On October 18, 1989, an earthquake of magnitude 6.9 struck a branch fault of the San Andreas near the city of Santa Cruz in the southern Santa Cruz Mountains. It came to be known as the Loma Prieta earthquake after the name of a 3,000-foot mountain in the Santa Cruz area that was close to the epicenter. A series of thousands of destructive landslides was triggered all along a stretch of coast and in the central valley from north of San Francisco to points forty-five miles south of Santa Cruz. This earthquake took sixty-three lives, cost $10 billion, and damaged 27,000 structures. The source of the quake was a slip along a twenty-five-mile segment of the San Andreas Fault where it crosses the Santa Cruz Mountains sixty miles south of San Francisco. It was the most powerful earthquake to strike this part of California since the 1906 San Francisco quake.
Extensive studies were made in the wake of this quake to ensure adequate preparation for any future similar event. For the most part, places that were damaged by landslides were checked out and where necessary, as in some coastal locations, homes were removed or other remedial action taken. One particularly weak area was the Marina District of San Francisco. Despite the experience of 1906 when this part suffered severe damage, city officials went on to fill the area with sand and rubble from the quake, in order to use it as a site for the 1912 Panama–Pacific International Exhibition. In later years it became a very popular section of the city. The lurking danger, which was ignored, was liquefaction in the event of an earthquake. When Loma Prieta struck, the Marina area immediately sunk five inches. This was followed by widespread liquefaction as water saturated sand turned into a liquid. Buildings shifted off their foundations and many collapsed.
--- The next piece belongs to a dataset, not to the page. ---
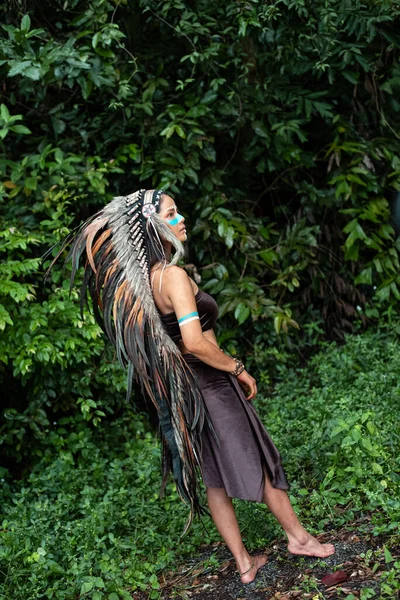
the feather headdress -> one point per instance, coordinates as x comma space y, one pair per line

Thousands of landslides generated by the quake were found all over an area half the size of the one hit in 1906. Loma Prieta thus provided the first opportunity to study the effects of a major earthquake on landslides. Previous landslide-producing earthquakes, apart from the 1906 quake, were either too small or too poorly documented for this purpose. Techniques for identifying slopes susceptible to failure that had been developed over the previous ten years were proved correct in the studies that followed the Loma Prieta earthquake. At the same time there was recognition of new types of landslide hazards not fully appreciated in the past. The most severe property damage occurred in San Francisco and Oakland. The earthquake was felt over most of central California and in part of western Nevada.
It was fortunate that the epicenter was in a sparsely populated area because the amount of shaking was very strong. In homes furniture was moved several feet and in one case a built-in oven was ejected from its cabinet. The city of Watsonville was badly damaged as were older buildings in downtown Santa Cruz. Around the margins of San Francisco Bay the shaking that was experienced in 1906 was much stronger than in 1989. Most publicity was focused on the collapse of a section of the freeway that connects downtown Oakland to the Bay Bridge. The freeway’s bridge was built in 1936 and was intended to withstand moderate earthquakes. Such designs were common at that time before people were acquainted with the damaging influence of earthquake motions.